This editorial will appear in tomorrow’s print edition.
Meet the post-Massachusetts Obama.
In his State of the Union address Wednesday night, the president was all bipartisanship, all political unity, all transcendent American values. All because a single Republican candidate in Massachusetts has punched a hole in what had been an airtight, filibuster-proof Democratic majority in the Senate.
The address was front-loaded with Obama’s concern for “men and women who wake up with the anguish of not knowing where their next paycheck will come from” and a call for the Senate to approve a job-creation bill that has cleared the House of Representatives.
Despite the optimistic tone, Obama’s report of retirement funds that have “started” to regain “some of their value,” and of businesses “beginning to invest again” and “starting to hire again” didn’t sound like vote of a confidence in imminent economic recovery.
Persistent financial pain is one of the forces that put Scott Brown over the top last week; Obama well understands that it could cripple his administration come November if his party isn’t at least perceived as easing the anguish.
The president’s argument for health care reform – his signature issue and hoped-for legacy – was buried more deeply, got much less time and carried a distinct note of chastened contrition. “I take my share of the blame for not explaining it more clearly to the American people,” he said.
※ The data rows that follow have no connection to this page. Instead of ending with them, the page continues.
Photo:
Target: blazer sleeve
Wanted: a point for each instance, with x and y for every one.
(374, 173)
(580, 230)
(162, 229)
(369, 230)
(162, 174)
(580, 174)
He pleaded with Congress, “Do not walk away from reform. Not now. Not when we are so close.” Walking away from reform wasn’t on the table before the Democrats lost “Ted Kennedy’s seat” in Massachusetts.
The suddenly opened chasm between House and Senate was the subtext of the address. Obama now needs at least one Republican senator, and probably several, to get anything of note through what has become a ferociously partisan upper chamber.
The president noted, quite accurately, that the economy was in shambles before he walked in the door. That he feels the need to point this out, a brief year after his inauguration, shows the extent to which he’s feeling blamed for forces he didn’t create and can’t defeat in a matter of months.
Still, he pulled his punches against the opposition, aiming only a few good-natured jabs in the direction of the Bush administration and repeatedly asking Republicans to lay down their arms and start putting their fingerprints on Democratic legislation. There were no attempts to lampoon the opposing party into submission, Ronald Reagan-style; Obama – the very soul of reasonableness – seems congenitally incapable of rabble-rousing.
Throughout the address, Vice President Joe Biden sat behind the president, nodding sagely. But the real figure in the background was a Massachusetts Republican who’s just driven his green pickup truck to the U.S. Senate.